When astronomers tell us that the universe is expanding in all directions, do they mean that it's unfolding like a rose on a summer afternoon? Or do they refer to an event that happened 10 to the minus 35 seconds after a singular explosion 15 million years ago? Does science ever need to wander into poetry and metaphor to articulate its astonishing discoveries? We're glad you asked.

By Christina Waters

    Twinkle, twinkle little star,
    How I wonder what you are.
    --Mother Goose

IN A SERIES OF DIVINE orgasms, the earth, moon and stars gushed into creation, or so mused the ancient poets of time and space. To explain how night and day kept on keeping their celestial rendezvous at horizon's edge, the Egyptian priesthood released a cosmological infomercial to the public. It proclaimed that the goddess Nut--whose body is portrayed on temples as curving over the roof of a starry heaven--swallowed the sun each night and gave birth to it again each morning. This passionate Big Bang is just one of many such colorful creation myths dotting the mythological landscape we call history.

In providing a sexy saga to explain stellar events, the ancient Egyptians were simply being human. The size and origin of the universe have seduced earthling intelligence since, well, since the beginning. And in the wondrous domain of deep space astronomy, the words "big," "very big" and "really, really big" often cave in under the weight of the task they're asked to perform. Shoring up our feeble imaginations with vibrant illustrations, the collective human brain has taken refuge in music, pictures and myth to contemplate--and explain--the greatest and most complex questions of the cosmos.

People in all cultures since the beginning of time (10-35 seconds after the Big Bang in present-day astrospeak) have looked up and wondered at the dazzling light of the sun, the constancy and beauty of the starry nights, the sudden terror of eclipses and comets. In ascribing these phenomena to the actions of gods and goddesses, to emotional retribution on the part of jealous deities or vengeful titans, ancient cultures were simply putting a pre-technological spin on the observed data.

We in the 20th century may have dispensed with such quaintness, but perhaps we're simply replacing one vocabulary, that of mythic heroes, with another, the mathematical language of astrophysics.

The beginning of the universe. Ten to the minus 35 seconds. Both phrases describe a cosmological event. Yet what a difference in the language. One is clearly poetic, evocative of an emotional response. "In the beginning ..." is a phrase redolent of epic stirrings, at least for people raised within earshot of the Greco-Judeo-Christian tradition.
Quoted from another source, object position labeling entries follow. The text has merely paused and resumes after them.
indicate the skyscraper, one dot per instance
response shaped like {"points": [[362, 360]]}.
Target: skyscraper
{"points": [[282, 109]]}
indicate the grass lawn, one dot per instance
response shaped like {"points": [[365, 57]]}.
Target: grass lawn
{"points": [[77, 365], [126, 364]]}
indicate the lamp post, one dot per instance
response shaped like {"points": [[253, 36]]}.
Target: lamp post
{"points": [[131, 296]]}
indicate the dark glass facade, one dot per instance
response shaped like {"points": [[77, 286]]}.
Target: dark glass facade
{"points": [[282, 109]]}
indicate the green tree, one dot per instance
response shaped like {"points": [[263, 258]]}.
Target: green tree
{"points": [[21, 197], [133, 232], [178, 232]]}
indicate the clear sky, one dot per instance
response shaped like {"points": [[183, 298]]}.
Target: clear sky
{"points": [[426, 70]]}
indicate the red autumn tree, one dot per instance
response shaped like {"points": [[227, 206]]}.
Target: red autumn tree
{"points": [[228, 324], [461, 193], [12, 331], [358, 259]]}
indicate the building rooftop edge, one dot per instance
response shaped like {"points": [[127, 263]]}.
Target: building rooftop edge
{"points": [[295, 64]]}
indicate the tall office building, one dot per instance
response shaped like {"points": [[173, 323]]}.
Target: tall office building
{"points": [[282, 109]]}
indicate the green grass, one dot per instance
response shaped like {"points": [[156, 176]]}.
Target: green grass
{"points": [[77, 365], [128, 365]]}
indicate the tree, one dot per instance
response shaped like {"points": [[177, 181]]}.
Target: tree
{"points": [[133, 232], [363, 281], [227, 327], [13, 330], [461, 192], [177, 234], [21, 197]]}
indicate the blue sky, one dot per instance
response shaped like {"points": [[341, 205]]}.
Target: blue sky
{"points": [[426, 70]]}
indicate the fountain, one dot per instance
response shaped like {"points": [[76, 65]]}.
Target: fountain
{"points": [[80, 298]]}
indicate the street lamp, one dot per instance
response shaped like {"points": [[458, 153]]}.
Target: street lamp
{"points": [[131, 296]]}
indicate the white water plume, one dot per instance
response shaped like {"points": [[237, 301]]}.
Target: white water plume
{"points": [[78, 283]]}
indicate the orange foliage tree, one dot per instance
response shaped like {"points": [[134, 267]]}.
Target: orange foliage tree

The very word "universe" comes laden with innuendo--with its own intimations of limitless space, of boundless time, of galaxies, stars and other extremely large entities.

"Space, the final frontier ..." It's true that popular culture in the 20th century seems to have picked up where poetry and religion left off in other eras. Science fiction movies and cult TV programs like Star Trek and The X-Files feed our endless addiction to Big Questions, not to mention Big Special Effects. From Jules Verne and H.G. Wells to Ray Bradbury and Steven Spielberg, writers and filmmakers have been happy to whet our collective appetite for extraterrestrial everything. Even science, however much it likes to think of itself as a plain vanilla discipline--sort of a no-frills, slam-bam-thank-you-ma'am kind of operation--helps to fuel the fires of nonscientific jargon and inquiry.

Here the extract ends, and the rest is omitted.